Calculating $\lim_{n \to \infty}(a(m,k))^m$ where $a(m,k) = \frac{4^m}{{2m \choose m}}P(X = m+k)$ and $X \sim B(n,1/2)$

Question

I have a question about an exercise from the book Probability Essential, 2nd edition (Jacod, J. & Protter, P., 2004, p. 34). It is from a chapter 5 called "Random Variables on a Countable Space". The question is formulated in the following way: "Let $X$ be Binomial $B(1/2,n)$ where $n = 2m$. Let $$a(m,k) = \frac{4^m}{{2m \choose m}}P(X = m+k)$$ Show that $\lim_{n \to \infty}(a(m,k))^m = e^{-k^2}$." But what is $B(1/2, n)$? or maybe they mean $B(n,1/2)$? Assume that it should be $B(n, 1/2)$, how can I prove this limit? So this is my approach: \begin{align*} a(m,k) &= \frac{4^m}{{2m \choose m}}P(X = m+k)\\ &= \frac{4^m}{{2m \choose m}}{2m \choose m+k}\frac{1}{2^{m+k}}\frac{1}{2^{2m - m - k}}\\ &= \frac{4^m}{\frac{(2m)!}{m!m!}}\frac{(2m)!}{(m+k)!(m-k)!}\frac{1}{2^{m+k}}\frac{1}{2^{m - k}}\\ &= \frac{4^m}{(m!)^2}\frac{(2m)!}{(m+k)!(m-k)!}\frac{1}{2^{2m}}\\ &= \frac{4^m}{(m!)^2}\frac{(2m)!}{(m+k)!(m-k)!}\frac{1}{4^m}\\ &= \frac{1}{(m!)^2}\frac{(2m)!}{(m+k)!(m-k)!} \end{align*} Can I further simplify this?

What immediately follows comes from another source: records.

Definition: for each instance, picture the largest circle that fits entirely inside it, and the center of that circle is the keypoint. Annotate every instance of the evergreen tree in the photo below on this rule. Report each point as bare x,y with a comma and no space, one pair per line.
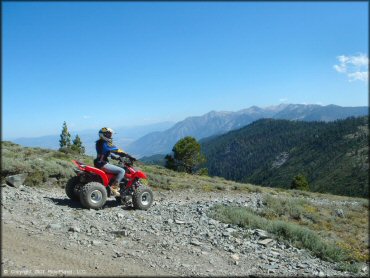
300,182
65,138
186,156
77,145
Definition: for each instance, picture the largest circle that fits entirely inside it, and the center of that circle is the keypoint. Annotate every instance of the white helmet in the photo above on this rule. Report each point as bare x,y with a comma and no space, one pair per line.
106,134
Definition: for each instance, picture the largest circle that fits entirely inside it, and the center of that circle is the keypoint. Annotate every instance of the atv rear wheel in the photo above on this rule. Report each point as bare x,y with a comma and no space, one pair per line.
93,195
142,198
72,188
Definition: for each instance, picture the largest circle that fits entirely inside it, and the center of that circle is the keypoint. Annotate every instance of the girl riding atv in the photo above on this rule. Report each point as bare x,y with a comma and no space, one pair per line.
105,149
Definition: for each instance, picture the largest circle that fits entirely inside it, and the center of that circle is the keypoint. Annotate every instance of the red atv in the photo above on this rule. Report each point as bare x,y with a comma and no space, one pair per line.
91,186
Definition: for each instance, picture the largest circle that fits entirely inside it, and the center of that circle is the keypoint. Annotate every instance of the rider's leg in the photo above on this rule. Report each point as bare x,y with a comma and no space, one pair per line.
120,172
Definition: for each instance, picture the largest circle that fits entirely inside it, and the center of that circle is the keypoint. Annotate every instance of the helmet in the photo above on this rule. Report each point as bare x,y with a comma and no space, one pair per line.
106,134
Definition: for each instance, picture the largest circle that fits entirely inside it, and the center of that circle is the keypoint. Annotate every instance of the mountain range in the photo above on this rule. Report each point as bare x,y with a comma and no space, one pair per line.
159,138
333,156
216,123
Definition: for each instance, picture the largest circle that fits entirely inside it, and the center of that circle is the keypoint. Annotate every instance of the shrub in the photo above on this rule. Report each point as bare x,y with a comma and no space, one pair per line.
300,182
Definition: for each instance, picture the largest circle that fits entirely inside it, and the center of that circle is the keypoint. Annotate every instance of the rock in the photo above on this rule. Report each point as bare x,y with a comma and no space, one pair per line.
54,226
261,233
168,221
195,242
266,242
235,257
95,242
74,229
16,180
339,213
177,221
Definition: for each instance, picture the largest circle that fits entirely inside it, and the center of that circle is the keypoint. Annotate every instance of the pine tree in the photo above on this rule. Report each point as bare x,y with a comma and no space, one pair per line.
186,156
77,145
65,138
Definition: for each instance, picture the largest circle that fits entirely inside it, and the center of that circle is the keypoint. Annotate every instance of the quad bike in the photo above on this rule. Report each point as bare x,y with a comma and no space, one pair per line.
91,186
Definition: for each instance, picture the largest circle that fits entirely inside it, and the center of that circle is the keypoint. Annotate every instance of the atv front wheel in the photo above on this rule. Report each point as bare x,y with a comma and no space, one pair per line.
93,195
72,188
142,198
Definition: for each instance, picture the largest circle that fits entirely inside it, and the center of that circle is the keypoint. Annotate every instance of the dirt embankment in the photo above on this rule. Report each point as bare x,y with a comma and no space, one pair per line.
46,234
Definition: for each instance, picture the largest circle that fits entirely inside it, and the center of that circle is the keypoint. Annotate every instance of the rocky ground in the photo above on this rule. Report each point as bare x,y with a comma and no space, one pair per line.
45,233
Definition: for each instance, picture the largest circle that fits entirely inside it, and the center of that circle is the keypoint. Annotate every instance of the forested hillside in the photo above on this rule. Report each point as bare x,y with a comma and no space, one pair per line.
332,156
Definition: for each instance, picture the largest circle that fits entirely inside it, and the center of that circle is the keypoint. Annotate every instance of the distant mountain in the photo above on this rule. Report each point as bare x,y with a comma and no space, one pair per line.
332,155
216,123
123,136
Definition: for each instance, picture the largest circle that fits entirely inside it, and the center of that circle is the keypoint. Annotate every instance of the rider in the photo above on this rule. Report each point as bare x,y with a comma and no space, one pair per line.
105,149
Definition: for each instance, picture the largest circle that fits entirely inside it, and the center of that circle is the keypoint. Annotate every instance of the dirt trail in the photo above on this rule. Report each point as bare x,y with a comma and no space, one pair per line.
46,234
40,254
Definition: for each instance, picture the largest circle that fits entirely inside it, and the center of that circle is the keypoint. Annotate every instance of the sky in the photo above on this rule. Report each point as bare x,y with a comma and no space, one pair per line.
95,64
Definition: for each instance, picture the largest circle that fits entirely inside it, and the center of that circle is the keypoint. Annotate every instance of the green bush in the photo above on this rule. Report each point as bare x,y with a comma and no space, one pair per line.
300,182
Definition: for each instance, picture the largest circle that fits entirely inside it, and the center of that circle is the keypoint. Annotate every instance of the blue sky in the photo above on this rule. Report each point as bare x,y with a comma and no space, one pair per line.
95,64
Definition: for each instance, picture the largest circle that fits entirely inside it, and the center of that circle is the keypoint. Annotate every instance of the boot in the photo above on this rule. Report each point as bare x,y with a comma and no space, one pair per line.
114,189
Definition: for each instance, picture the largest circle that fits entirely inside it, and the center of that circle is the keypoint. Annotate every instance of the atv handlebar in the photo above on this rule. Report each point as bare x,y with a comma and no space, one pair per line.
124,161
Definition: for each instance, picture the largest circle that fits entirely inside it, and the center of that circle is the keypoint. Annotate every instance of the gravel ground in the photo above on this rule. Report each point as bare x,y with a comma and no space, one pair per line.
46,234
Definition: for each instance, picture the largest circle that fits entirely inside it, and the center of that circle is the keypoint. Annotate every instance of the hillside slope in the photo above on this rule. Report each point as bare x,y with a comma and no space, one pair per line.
333,156
185,231
216,123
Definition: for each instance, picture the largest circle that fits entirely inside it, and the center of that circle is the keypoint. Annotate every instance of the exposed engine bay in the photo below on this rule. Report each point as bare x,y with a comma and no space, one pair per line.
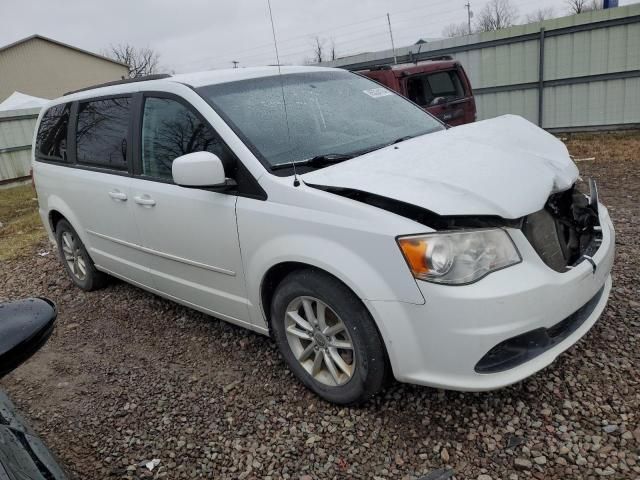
564,233
567,230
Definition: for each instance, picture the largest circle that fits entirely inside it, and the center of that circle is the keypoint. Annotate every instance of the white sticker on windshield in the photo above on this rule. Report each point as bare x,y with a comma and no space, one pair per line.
377,92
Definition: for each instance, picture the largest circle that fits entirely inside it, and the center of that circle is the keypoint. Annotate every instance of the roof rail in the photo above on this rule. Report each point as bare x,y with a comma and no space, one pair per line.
376,67
158,76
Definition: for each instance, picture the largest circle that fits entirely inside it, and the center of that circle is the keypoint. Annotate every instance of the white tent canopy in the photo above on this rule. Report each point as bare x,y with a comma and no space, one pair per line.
21,101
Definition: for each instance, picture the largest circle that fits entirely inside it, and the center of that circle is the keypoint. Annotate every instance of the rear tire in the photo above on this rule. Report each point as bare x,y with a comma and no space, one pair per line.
328,338
76,260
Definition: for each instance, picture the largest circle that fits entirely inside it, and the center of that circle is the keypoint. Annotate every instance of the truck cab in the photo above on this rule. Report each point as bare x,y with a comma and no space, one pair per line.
440,86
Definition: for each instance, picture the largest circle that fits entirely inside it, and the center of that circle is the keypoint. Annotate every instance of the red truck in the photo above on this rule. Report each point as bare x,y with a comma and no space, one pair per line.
440,86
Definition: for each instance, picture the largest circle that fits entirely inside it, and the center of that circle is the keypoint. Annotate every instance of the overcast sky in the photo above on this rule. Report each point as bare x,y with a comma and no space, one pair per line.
193,35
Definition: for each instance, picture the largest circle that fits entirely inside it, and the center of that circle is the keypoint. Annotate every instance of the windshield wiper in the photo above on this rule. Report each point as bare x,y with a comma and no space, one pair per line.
317,161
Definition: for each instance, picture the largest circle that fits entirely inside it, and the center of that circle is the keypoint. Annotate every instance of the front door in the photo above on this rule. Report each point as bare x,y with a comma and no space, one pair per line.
189,234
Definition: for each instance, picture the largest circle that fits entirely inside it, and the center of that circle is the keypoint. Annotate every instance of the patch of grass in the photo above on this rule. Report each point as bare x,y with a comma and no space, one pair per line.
21,227
604,146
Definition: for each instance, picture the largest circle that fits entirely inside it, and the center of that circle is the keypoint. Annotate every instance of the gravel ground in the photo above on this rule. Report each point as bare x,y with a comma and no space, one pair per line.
128,377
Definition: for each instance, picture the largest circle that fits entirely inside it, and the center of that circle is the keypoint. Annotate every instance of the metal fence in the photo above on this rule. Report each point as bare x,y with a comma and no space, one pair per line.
16,136
574,73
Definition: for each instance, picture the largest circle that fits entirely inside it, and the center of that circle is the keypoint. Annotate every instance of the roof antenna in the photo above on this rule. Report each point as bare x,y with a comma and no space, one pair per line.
296,181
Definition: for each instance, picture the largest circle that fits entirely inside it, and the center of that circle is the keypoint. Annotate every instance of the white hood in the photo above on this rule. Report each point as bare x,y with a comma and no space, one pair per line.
505,166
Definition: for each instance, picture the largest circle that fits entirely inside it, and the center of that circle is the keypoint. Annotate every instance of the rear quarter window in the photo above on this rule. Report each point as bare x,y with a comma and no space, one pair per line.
51,140
102,133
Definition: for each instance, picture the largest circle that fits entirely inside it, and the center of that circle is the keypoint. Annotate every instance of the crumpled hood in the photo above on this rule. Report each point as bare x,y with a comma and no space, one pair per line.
505,166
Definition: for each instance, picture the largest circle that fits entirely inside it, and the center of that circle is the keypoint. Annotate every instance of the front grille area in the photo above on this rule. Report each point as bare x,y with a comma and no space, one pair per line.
566,230
522,348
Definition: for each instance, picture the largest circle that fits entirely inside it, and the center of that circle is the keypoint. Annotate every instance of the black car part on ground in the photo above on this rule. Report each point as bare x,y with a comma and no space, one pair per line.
22,453
25,325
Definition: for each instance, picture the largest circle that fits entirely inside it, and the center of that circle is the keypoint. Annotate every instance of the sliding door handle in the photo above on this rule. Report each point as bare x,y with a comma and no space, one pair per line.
144,200
118,195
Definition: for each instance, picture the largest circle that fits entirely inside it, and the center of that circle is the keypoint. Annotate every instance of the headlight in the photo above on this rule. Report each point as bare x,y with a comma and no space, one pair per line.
456,258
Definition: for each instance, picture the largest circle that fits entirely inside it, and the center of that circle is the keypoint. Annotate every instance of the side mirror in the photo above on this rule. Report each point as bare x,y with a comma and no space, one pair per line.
25,326
199,169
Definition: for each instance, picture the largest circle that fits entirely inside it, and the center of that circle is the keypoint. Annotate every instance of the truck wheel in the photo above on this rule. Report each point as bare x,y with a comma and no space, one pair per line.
328,338
76,260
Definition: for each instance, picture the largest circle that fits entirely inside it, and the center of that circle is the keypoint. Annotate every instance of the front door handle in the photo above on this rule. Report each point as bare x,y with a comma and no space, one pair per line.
118,195
144,200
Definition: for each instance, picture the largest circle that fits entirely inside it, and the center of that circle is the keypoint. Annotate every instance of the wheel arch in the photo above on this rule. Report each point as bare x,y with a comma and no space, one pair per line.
57,209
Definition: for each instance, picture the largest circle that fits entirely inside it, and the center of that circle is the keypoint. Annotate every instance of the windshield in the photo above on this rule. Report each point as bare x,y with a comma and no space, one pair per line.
329,113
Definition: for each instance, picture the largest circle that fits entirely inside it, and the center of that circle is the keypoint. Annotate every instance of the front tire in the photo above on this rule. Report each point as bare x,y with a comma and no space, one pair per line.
328,338
76,260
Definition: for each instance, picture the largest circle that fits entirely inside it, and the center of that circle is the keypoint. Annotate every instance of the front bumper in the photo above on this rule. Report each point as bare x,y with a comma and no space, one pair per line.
440,343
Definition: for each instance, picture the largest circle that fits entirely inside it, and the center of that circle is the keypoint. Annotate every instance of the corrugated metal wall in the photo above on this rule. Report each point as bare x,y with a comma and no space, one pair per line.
589,77
16,136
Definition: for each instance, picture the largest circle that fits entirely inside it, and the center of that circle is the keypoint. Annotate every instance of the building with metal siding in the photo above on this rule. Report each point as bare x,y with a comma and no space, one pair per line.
47,68
578,72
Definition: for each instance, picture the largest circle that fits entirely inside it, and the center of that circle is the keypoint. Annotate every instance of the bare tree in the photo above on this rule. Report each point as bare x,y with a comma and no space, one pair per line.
580,6
333,53
540,15
141,61
456,30
495,15
318,50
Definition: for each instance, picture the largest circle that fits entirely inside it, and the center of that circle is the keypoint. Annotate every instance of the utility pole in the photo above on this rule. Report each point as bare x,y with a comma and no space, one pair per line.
393,47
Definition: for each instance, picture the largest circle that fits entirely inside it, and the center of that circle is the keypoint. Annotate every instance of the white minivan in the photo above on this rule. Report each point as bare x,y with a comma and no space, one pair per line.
319,207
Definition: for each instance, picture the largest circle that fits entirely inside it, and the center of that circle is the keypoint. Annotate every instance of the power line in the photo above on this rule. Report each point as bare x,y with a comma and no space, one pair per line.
436,16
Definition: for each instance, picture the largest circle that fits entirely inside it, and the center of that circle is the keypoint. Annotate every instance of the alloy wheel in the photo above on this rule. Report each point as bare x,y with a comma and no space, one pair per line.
320,341
72,251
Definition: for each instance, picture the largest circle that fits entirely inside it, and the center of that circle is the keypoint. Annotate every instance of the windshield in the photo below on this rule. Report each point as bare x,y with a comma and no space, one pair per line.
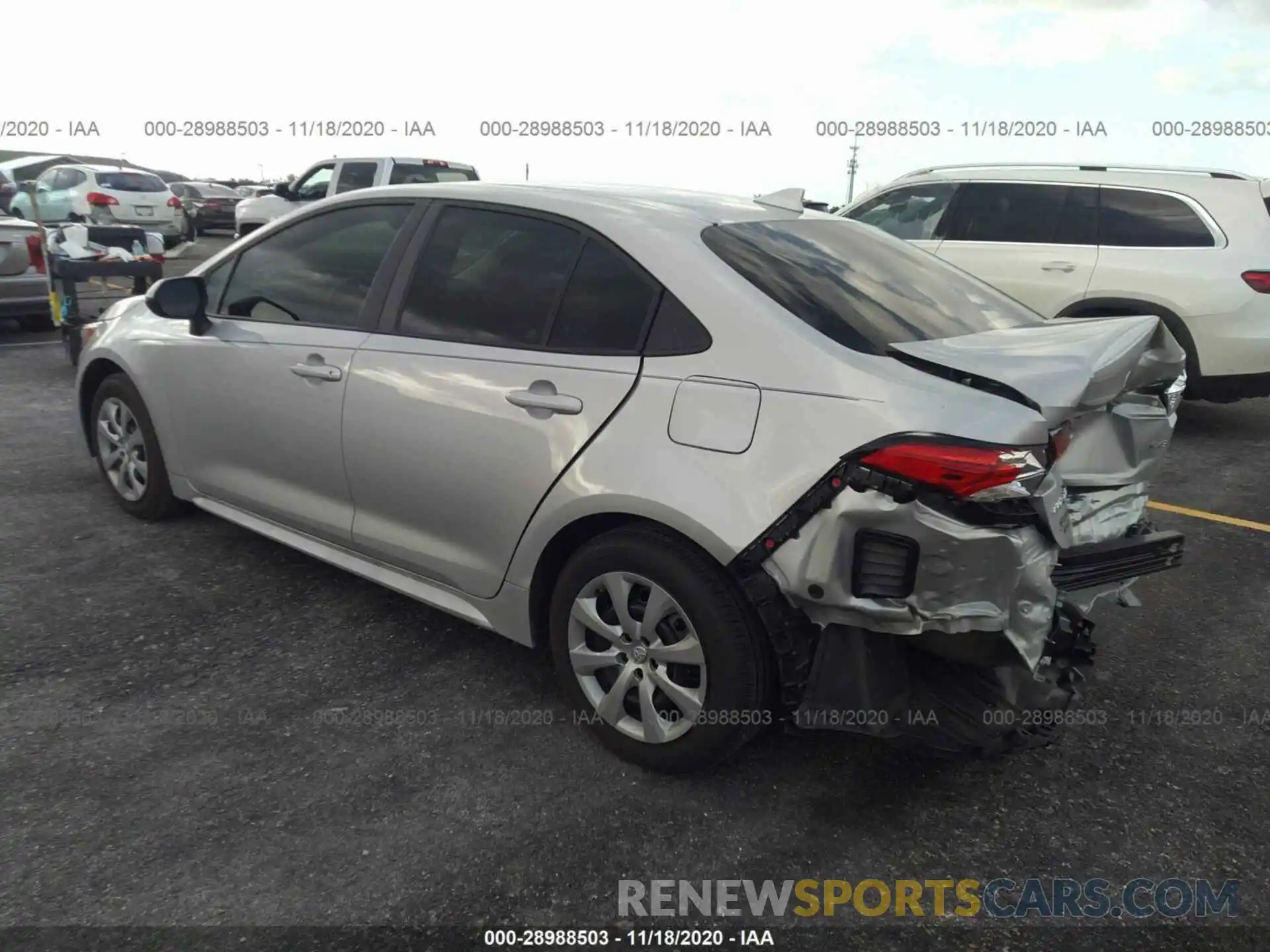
130,182
860,287
411,175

I don't see quiet yet how $(a(m,k))^m$ converges to $e^{-k^2}$ as $m \to \infty$. Should I find an upper bound such as $$\left(1-\frac{k^2}{m}\right)^m$$ since it converges to $e^{-k^2}$?

Answer 1

You put $m!^2$ in the denominator instead of the numerator, and you cancelled one factor of $(2m)!$ but not the other. Without these mistakes, you get

\begin{eqnarray} \frac{m!}{(m-k)!}\frac{m!}{(m+k)!} &=& \frac{m(m-1)\cdots(m-k+1)}{(m+k)(m+k-1)\cdots(m+1)} \\ &=& \frac{\left(1-\frac1m\right)\cdots\left(1-\frac{k-1}m\right)}{\left(1+\frac km\right)\cdots\left(1+\frac1m\right)} \\ &=& 1-\sum_{j=1}^{k-1}\frac jm-\sum_{j=1}^k\frac jm+O\left(m^{-2}\right) \\ &=& 1-\frac{(k-1)k}2\cdot\frac1m-\frac{k(k+1)}2\cdot\frac1m+O\left(m^{-2}\right) \\ &=&1-\frac{k^2}m+O\left(m^{-2}\right)\;, \end{eqnarray}

and then raising to the $m$-th power and taking the limit $m\to\infty$ yields $\mathrm e^{-k^2}$.

Answer 2

Alright, so it appears that I have made a mistake in my own approach. Thanks to the comments I think I know how to prove the limit now. We have \begin{align*} a(m,k) &= \frac{4^m}{{2m \choose m}}P(X = m+k)\\ &= \frac{4^m}{{2m \choose m}}{2m \choose m+k}\frac{1}{2^{m+k}}\frac{1}{2^{2m - m - k}}\\ &= \frac{4^m}{\frac{(2m)!}{m!m!}}\frac{(2m)!}{(m+k)!(m-k)!}\frac{1}{2^{m+k}}\frac{1}{2^{m - k}}\\ &= 4^m{(m!)^2}\frac{1}{(m+k)!(m-k)!}\frac{1}{2^{2m}}\\ &= 4^m{(m!)^2}\frac{1}{(m+k)!(m-k)!}\frac{1}{4^m}\\ &= \frac{m!}{(m+k)!}\frac{m!}{(m-k)!}\\ &= \frac{m(m-1)\cdots(m-k+1)}{(m+k)(m+k-1)\cdots(m+1)} = \frac{\prod_{j=1}^{k-1}(1 - j/m)}{\prod_{j=1}^k(1 + j/m)} \end{align*} Therefore, as $m \to \infty$, $$(a(m,k))^m \to \frac{\prod_{j=1}^{k-1}e^{-j}}{\prod_{j=1}^ke^j}.$$ Simplifying its limit: \begin{align*} \frac{\prod_{j=1}^{k-1}e^{-j}}{\prod_{j=1}^ke^j} &= \frac{e^{-1}e^{-2}\cdots e^{-k+1}}{e^ke^{k-1}\cdots e^2e^1}\\ &= \frac{e^{-1 - k}e^{-2 - k + 1}e^{-3-k +2}\cdots e^{-k + 1 - 2}}{e^1}\\ &= \frac{e^{-1 - k}e^{-1 - k} \cdots e^{-1 - k}}{e^1}\\ &= \frac{e^{(k-1)(-1 - k)}}{e^1} \ \ \ \ \ \ \ \ \ \ \ \ \ (\text{there are} \ k - 1 \ \text{terms})\\ &= \frac{e^{-k^2 + 1}}{e^1} = e^{-k^2}. \end{align*} We conclude that $$\lim_{m \to \infty}(a(m, k)^m) = e^{-k^2}.$$